Vertentes, cidade que tem o privilégio ímpar de ter uma serra a seus pés, para que águas vertentes, das rochas íngremes, das pedras primordiais caiam, desçam até nossas bocas, saciem o coração e a verdade.

Esse é o teatro, a cena inicial em que o drama da memória loniana se desenrola e, afiada, atualiza todo um potencial de vivência e participação nos fatos, nas vicissitudes, nos fastos da cidade de Vertentes.

Jerônimo, o velho amigo Lon, agora representando todo um fiel e brilhante séqüito de conterrâneos, com quem partilhei amizade e infância, hoje escritor também brilhante inaugura com sua coragem e talento um ciclo, um projeto que por certo irá contaminar e se estender, o da recuperação da memória recente, mas já histórica, das cidades.

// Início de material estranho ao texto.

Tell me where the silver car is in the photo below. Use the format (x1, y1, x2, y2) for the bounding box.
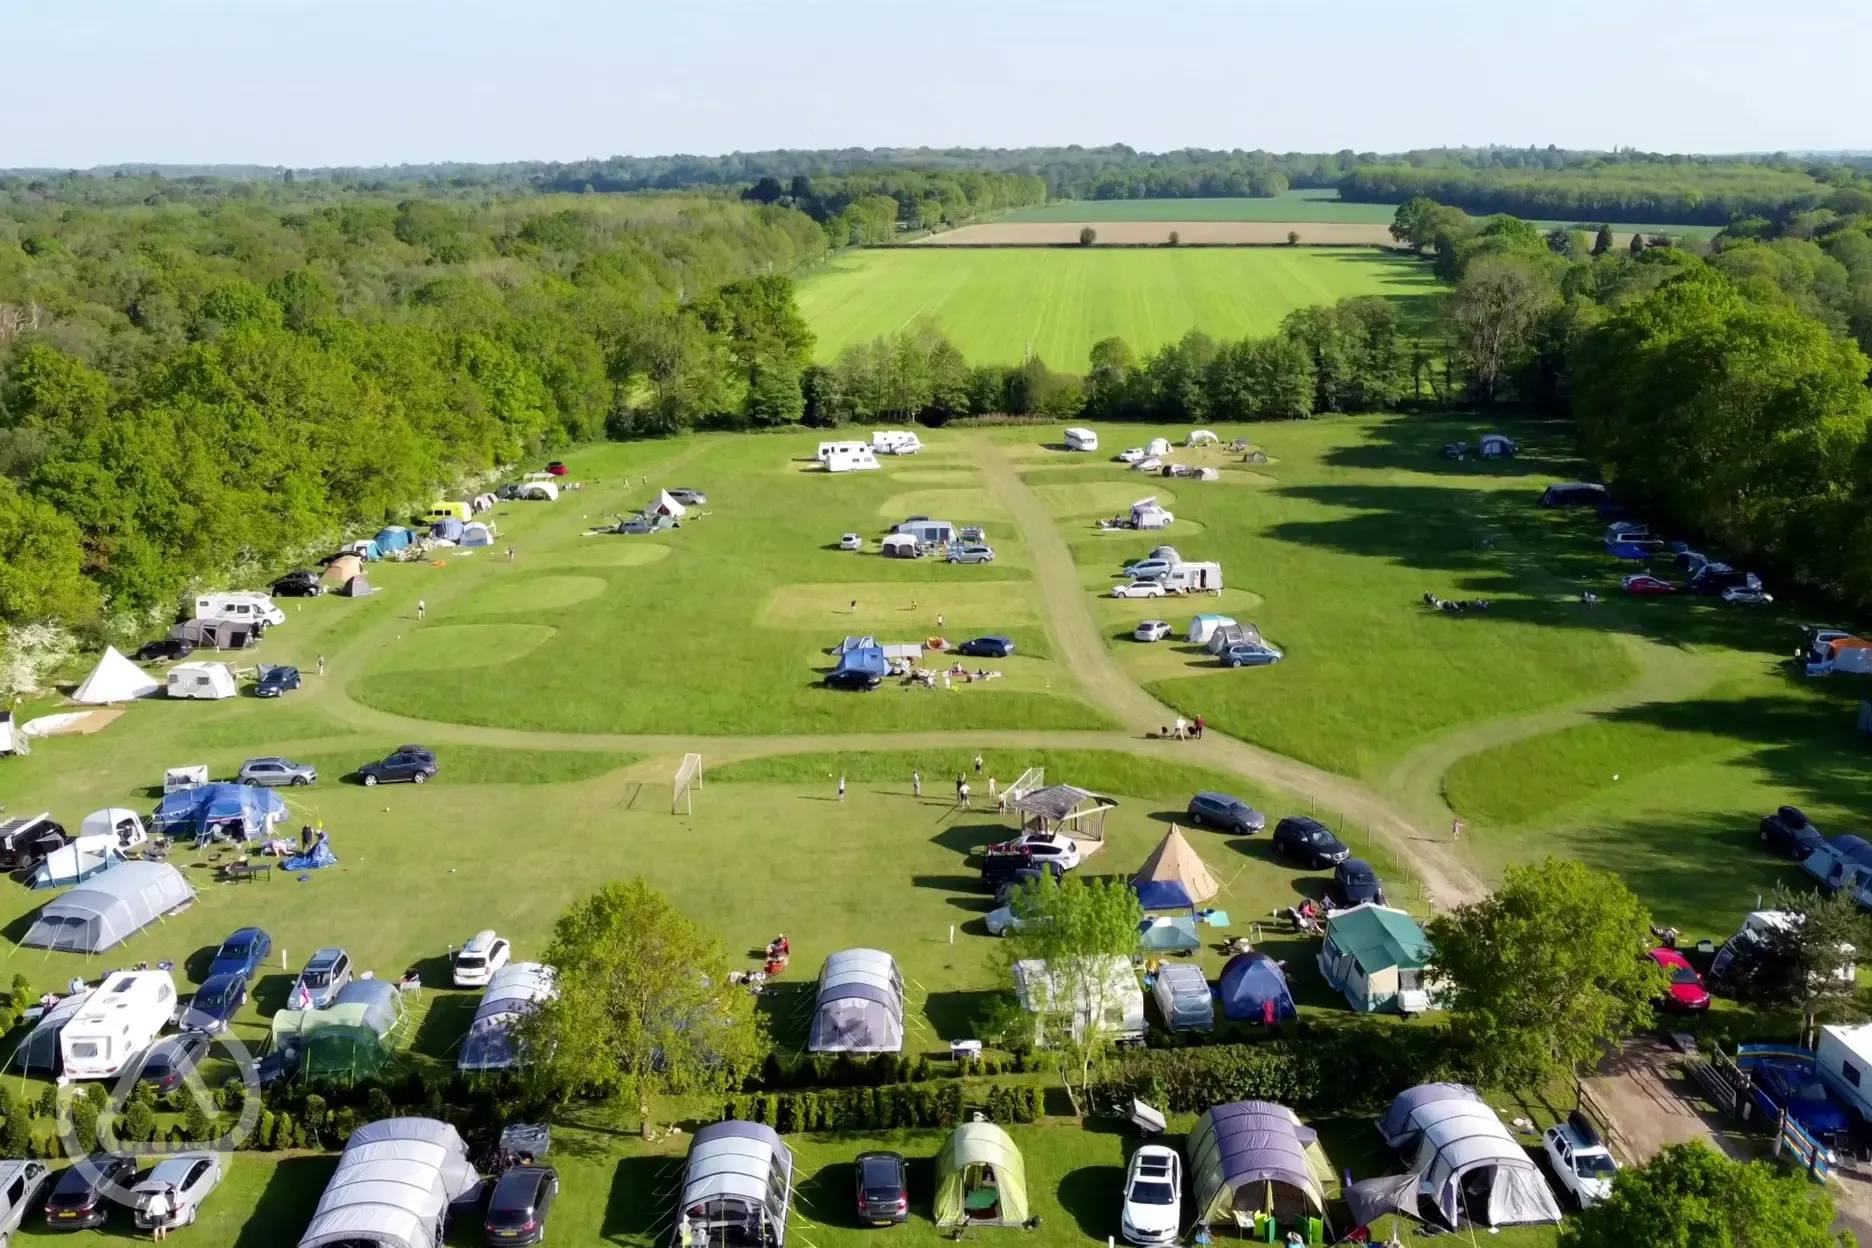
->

Este livro é um marco e uma provocação para que os vertentenses busquem o instante passado e mergulhem na pesquisa, se afundem na lembrança, esquadrinhem os escaninhos do tempo vivido, alonguem-se na ancestralidade, ressuscitem a linhagem, comuniquem-se com a estirpe.

Maria Cristina Cavalcanti de Albuquerque iniciou esse veio rico e profundo, a partir de uma árvore genealógica que meu pai – Cláudio Corrêa de Araújo, confiou a ela, e assim fez reviver a história ancestral de Vertentes com alicerce nos ramos Cavalcanti de Albuquerque / Corrêa de Araújo, e publicou três livros sobre suas pesquisas, em forma romanceada.

Temas políticos, administrativos, empresariais, urbanos e rurais, motivos da paisagem, fazendas, casarões, aventuras, tudo cabe num projeto de pesquisa, via entrevista, busca de dados em cartórios, testemunhos documentais, cartas, fotos etc, que recupere, antes que para sempre se extinga, a memória da cidade.

A família é algo vivo – é praticamente o que existe e sobrexiste: o indivíduo, por mais vaidoso que seja e viaje em torno do imenso umbigo, é mortal, inócuo, desvalia; só a família em que se insere, essa corrente viva e imortal, dá-lhe visibilidade e conseqüência. A família é imortal, é o legado que deixamos, imaterial e permanente.

Reitero a importância, para a comunidade de jovens (rapazes e moças, estudantes, recém-formados) e mesmo os vertenteses em geral que vivem ou trabalham na cidade, do livro de Lon, pelo que representa de novidade e estímulo ou instigação para materializar o interesse em estudos e pesquisas históricas e nas realidades políticas de nosso povo. Por que Vertentes permanece num patamar tão mais abaixo dos vizinhos Surubim, Taquaritinga, Toritama e Santa Cruz?

Cabe a qualquer um de nós, vertentenses, botar a boca no trombone, opinar, contar sua trajetória, desnudar o passado recente, para visualizar ou possibilitar um futuro melhor. A retrospecção é instrumento da prospecção.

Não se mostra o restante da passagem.